Since this plan is effectively an uncapped commission, you might find yourself in a sticky situation if you’re working on a tight budget. Your reps could have an exceptional selling month. Or market fluctuations could result in a flurry of new customers your reps didn’t have to work very hard to close.
Territory volume commission
This is the ideal plan for reps working in teams that cover different sales territories.
This plan clearly prioritizes teamwork and is a great fit for large organizations that have a presence in multiple cities or countries.
However, this works only if you have team players. Everyone on the team needs to be united by a common goal and also have similar selling skills. Otherwise, you might end up with your top sellers constantly pulling the weight of your underperformers — leading to a blow-up.
Best Practices for Creating a Sales Compensation Plan
Here are four proven tips you can use to create your own sales compensation plan:
Set sales compensation plan goals
Your sales compensation plan will only work if you know exactly what goals you want to achieve.
To figure that out, ask some questions like:
- Are you looking to improve cash flows? Or reduce churn?
- Do you want to increase your annual contract value (ACV)?
- Want to boost sales of certain products over others?
Once you have clarity on your goals, you can create a sales comp plan that will actually help you achieve those goals. Be it targeting a particular customer or business segment, or focusing on certain products and services, you’ll drive the right sales behaviors.
Set realistic quotas
Has your entire team been hitting their quotas lately?
If yes, that means your quotas are probably too low. On the flip side, if less than 60% of your team has been hitting quota, your quotas are likely too high.
That’s why, when setting quotas, it’s good to be aggressive but you also need to be realistic. The best way to set fair quotas is to look at your team’s past performances and see how well or poorly they performed.
Find that midway magic point, and your sales comp plan will be one step closer to yielding the results you need.
Choose the right compensation plan
This one goes without saying, but too often companies choose the wrong comp plan and then wonder where things went wrong.
If you’re not sure what the right plan for your team might be, ask yourself:
- Which comp plans are my competitors using?
- What sort of salespeople do I have — aggressive, conservative, or somewhere in the middle?
- Which plan will best complement my product portfolio?
- What kind of capital am I working with?
- What is the revenue focus? New logo acquisition or customer retention?

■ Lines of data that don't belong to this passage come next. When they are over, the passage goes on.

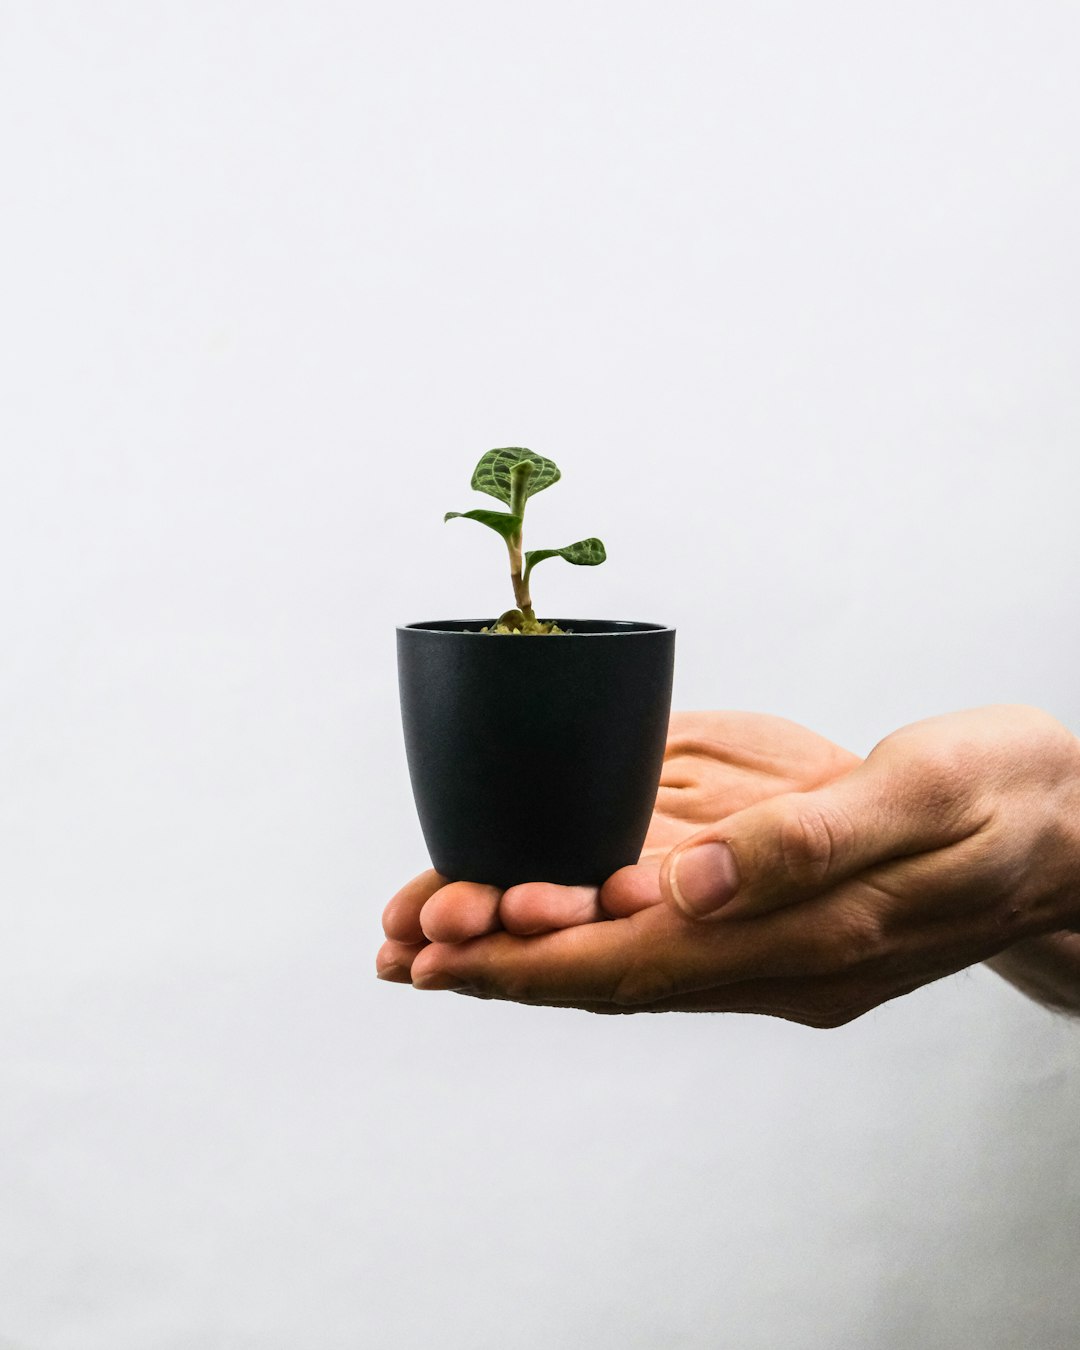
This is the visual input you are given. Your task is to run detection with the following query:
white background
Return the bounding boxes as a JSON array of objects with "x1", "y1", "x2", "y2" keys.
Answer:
[{"x1": 2, "y1": 2, "x2": 1079, "y2": 1346}]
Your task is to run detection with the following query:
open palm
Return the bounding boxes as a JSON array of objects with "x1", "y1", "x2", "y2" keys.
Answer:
[{"x1": 379, "y1": 711, "x2": 860, "y2": 980}]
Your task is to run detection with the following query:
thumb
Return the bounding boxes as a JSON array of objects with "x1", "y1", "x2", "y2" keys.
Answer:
[{"x1": 660, "y1": 754, "x2": 963, "y2": 922}]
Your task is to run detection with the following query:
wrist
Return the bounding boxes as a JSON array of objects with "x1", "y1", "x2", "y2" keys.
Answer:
[
  {"x1": 1017, "y1": 722, "x2": 1080, "y2": 936},
  {"x1": 1060, "y1": 736, "x2": 1080, "y2": 932},
  {"x1": 1067, "y1": 734, "x2": 1080, "y2": 931}
]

- Is this a greenfield market for us?
- Should I cap commissions for new products?
Review your comp plan
Markets are forever changing.
A plan that works today might not do so well tomorrow. Even if your sales comp plan is generating excellent results, you mustn’t take things for granted.
To ensure your reps always stay happy and motivated, review your plan as often as possible. For instance, check whether the achievements and payouts are in line with the business goals you set out at the start.
Try to make the changes that need to be made, do away with tactics that aren’t working, and double down on those that are. It’s the only way your plan will stay relevant and successful in today’s rapidly evolving marketplace.
Wrapping Up
Sales compensation is a game of constant trial and error. There is no one right way to do things, and there never will be.
Go through the plans mentioned above and pick what suits you best. And don’t forget to use the best practices to come up with the right plan for your salesforce.
Where you go from there will depend on how much attention you pay as you go along, and how quickly you adapt to different situations.